Fall 2015 Issue of Regulation Magazine

In recent decades, policymakers have attempted to overcome zoning constraints on new development by granting special zoning exceptions in return for various developer-provided public benefits. This strategy is proving inadequate as zoning continues to suppress needed development of lower- and middle-class housing and employment. However, broader zoning reform is politically difficult because of incumbent-homeowner political coalitions.
In the new issue of Regulation, law professors Roderick M. Hills Jr. and David Schleicher recommend an unlikely cure for zoning regulations that are strangling our cities: binding, comprehensive, citywide plans. In Can ‘Planning’ Deregulate Land Use? , Hills and Schleicher propose a return to the use of comprehensive, citywide planning for land use regulation, which can only be approved or rejected, without amendment, by legislative bodies.

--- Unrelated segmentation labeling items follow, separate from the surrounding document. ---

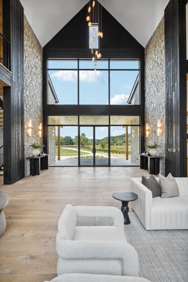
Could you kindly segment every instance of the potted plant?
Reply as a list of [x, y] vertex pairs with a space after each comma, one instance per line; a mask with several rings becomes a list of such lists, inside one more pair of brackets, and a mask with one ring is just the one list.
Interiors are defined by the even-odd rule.
[[157, 153], [157, 151], [156, 149], [158, 147], [159, 145], [157, 145], [156, 142], [154, 142], [153, 145], [147, 145], [147, 148], [149, 148], [151, 149], [149, 153], [152, 157], [155, 157]]
[[31, 151], [31, 154], [33, 157], [37, 157], [40, 153], [40, 152], [38, 149], [41, 149], [43, 147], [45, 147], [45, 145], [40, 145], [38, 143], [36, 143], [35, 142], [30, 145], [31, 147], [32, 147], [33, 150]]

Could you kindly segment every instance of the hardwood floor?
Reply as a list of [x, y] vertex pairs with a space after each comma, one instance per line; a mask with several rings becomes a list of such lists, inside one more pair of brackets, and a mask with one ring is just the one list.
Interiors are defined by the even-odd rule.
[[148, 170], [135, 167], [51, 167], [41, 171], [12, 185], [3, 185], [0, 176], [0, 188], [9, 197], [3, 210], [6, 227], [0, 236], [1, 282], [55, 277], [57, 223], [66, 205], [120, 208], [112, 193], [129, 191], [131, 177], [149, 175]]

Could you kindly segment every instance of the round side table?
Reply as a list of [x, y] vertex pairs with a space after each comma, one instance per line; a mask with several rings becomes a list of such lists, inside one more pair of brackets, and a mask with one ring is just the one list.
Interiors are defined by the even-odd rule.
[[133, 192], [120, 191], [114, 192], [112, 194], [112, 197], [115, 199], [121, 202], [122, 206], [121, 210], [124, 216], [124, 224], [129, 224], [130, 223], [130, 220], [128, 214], [129, 210], [128, 203], [130, 201], [135, 201], [138, 199], [138, 195]]

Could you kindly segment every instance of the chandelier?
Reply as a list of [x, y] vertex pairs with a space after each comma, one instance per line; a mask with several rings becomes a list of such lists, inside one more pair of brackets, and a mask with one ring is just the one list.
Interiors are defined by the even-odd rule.
[[92, 60], [95, 61], [95, 73], [97, 72], [97, 58], [101, 57], [100, 52], [100, 39], [102, 38], [102, 6], [98, 1], [90, 0], [88, 4], [88, 16], [86, 20], [88, 22], [89, 34], [89, 48], [91, 49]]

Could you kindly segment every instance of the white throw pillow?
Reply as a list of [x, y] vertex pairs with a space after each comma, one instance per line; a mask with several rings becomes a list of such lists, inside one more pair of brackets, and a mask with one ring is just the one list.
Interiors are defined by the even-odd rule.
[[177, 197], [179, 195], [178, 185], [171, 173], [170, 173], [166, 177], [159, 173], [159, 177], [161, 198]]

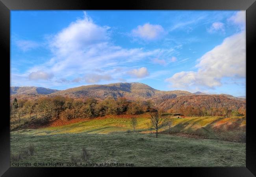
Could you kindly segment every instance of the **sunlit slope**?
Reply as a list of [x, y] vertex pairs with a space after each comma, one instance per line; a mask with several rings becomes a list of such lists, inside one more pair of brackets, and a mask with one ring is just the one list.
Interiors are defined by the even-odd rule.
[[[137, 125], [137, 133], [148, 133], [147, 124], [148, 115], [135, 116]], [[47, 134], [89, 133], [108, 134], [132, 131], [130, 117], [122, 115], [111, 116], [103, 118], [85, 120], [84, 122], [58, 127], [41, 129], [36, 131], [24, 130], [20, 133], [34, 135]], [[160, 133], [178, 134], [181, 136], [198, 138], [221, 139], [243, 142], [245, 140], [246, 120], [244, 117], [226, 118], [223, 117], [193, 117], [183, 119], [169, 118], [171, 125], [160, 130]], [[33, 133], [32, 133], [33, 132]], [[152, 133], [154, 133], [152, 131]]]

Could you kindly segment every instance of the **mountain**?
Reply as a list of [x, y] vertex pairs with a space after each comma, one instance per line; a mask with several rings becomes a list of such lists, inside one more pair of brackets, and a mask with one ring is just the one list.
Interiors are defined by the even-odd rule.
[[128, 100], [160, 97], [170, 98], [192, 94], [186, 91], [160, 91], [142, 83], [115, 83], [105, 85], [81, 86], [60, 91], [52, 95], [73, 98], [94, 98], [104, 100], [108, 97], [115, 98], [125, 97]]
[[10, 93], [12, 94], [50, 94], [59, 91], [58, 90], [51, 89], [44, 87], [11, 87]]
[[228, 95], [227, 94], [221, 94], [221, 95], [223, 95], [226, 97], [228, 98], [230, 98], [231, 99], [235, 99], [235, 100], [241, 100], [241, 101], [244, 101], [245, 100], [245, 98], [243, 98], [242, 97], [236, 97], [235, 96], [234, 96], [232, 95]]
[[81, 86], [63, 90], [37, 87], [11, 87], [11, 100], [35, 100], [40, 98], [59, 96], [85, 100], [92, 98], [98, 100], [110, 97], [125, 97], [129, 100], [151, 100], [158, 108], [168, 110], [178, 109], [184, 105], [210, 108], [245, 107], [246, 100], [232, 95], [206, 94], [197, 92], [191, 93], [186, 91], [161, 91], [142, 83], [119, 83], [108, 85]]
[[222, 95], [193, 95], [180, 96], [169, 99], [157, 107], [165, 110], [171, 108], [178, 109], [183, 105], [191, 105], [194, 107], [227, 107], [237, 109], [245, 107], [245, 101], [230, 98]]
[[197, 92], [195, 93], [193, 93], [193, 94], [194, 95], [205, 95], [206, 94], [204, 93], [201, 92]]

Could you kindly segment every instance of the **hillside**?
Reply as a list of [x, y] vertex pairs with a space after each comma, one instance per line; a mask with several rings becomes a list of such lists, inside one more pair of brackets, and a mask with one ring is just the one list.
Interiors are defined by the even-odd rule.
[[11, 94], [41, 94], [46, 95], [50, 94], [58, 91], [59, 90], [37, 87], [10, 87], [10, 93]]
[[128, 100], [148, 99], [163, 97], [173, 98], [192, 94], [182, 90], [160, 91], [142, 83], [115, 83], [106, 85], [91, 85], [70, 88], [54, 93], [52, 95], [73, 98], [94, 98], [104, 100], [108, 97], [125, 97]]
[[162, 102], [157, 107], [167, 110], [171, 108], [178, 109], [183, 105], [191, 105], [194, 107], [207, 109], [211, 107], [227, 107], [237, 109], [245, 107], [245, 101], [228, 98], [222, 95], [193, 95], [180, 96], [169, 99]]
[[11, 87], [11, 100], [36, 100], [44, 97], [61, 96], [83, 100], [93, 98], [98, 100], [108, 97], [125, 97], [129, 100], [151, 100], [157, 108], [167, 110], [178, 109], [184, 105], [209, 109], [227, 107], [237, 109], [245, 107], [245, 99], [222, 94], [204, 94], [197, 92], [193, 94], [186, 91], [161, 91], [140, 83], [115, 83], [81, 86], [59, 91], [42, 87]]

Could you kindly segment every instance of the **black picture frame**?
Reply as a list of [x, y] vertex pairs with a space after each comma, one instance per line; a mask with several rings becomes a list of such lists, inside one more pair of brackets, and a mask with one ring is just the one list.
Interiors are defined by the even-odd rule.
[[[3, 90], [0, 136], [0, 175], [4, 177], [49, 176], [55, 174], [75, 175], [82, 171], [89, 175], [88, 168], [10, 167], [10, 131], [9, 92], [10, 86], [10, 15], [14, 10], [246, 10], [246, 167], [245, 168], [165, 168], [168, 174], [180, 176], [250, 177], [256, 175], [256, 136], [253, 116], [254, 89], [253, 60], [256, 59], [254, 48], [256, 43], [256, 2], [255, 0], [139, 0], [119, 1], [96, 0], [0, 0], [0, 50], [2, 56]], [[9, 77], [7, 77], [9, 76]], [[9, 84], [8, 84], [9, 83]], [[147, 169], [145, 169], [147, 168]], [[159, 171], [154, 168], [118, 168], [120, 173], [140, 169], [151, 172]], [[94, 175], [102, 171], [116, 168], [93, 168]], [[83, 173], [83, 172], [82, 172]], [[112, 174], [113, 173], [111, 172]], [[83, 173], [82, 173], [83, 174]], [[164, 175], [160, 173], [160, 175]]]

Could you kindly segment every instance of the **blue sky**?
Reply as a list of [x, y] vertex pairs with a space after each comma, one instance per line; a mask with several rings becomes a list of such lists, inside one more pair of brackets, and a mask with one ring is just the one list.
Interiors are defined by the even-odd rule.
[[245, 11], [12, 11], [11, 86], [245, 95]]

Also in this issue, Richard A. Booth argues against adopting the European approach to insider trading; Pierre Lemieux illustrates how “public health” as a concept has become divorced from its original, intended meaning; Omri Ben-Shahar and Kyle Logue criticize government-subsidized weather insurance for subsidizing the wealthy and encouraging development in disaster-prone areas; and Joseph Michael Newhard shows how domestic firearms manufacturing has actually benefitted from gun control policies.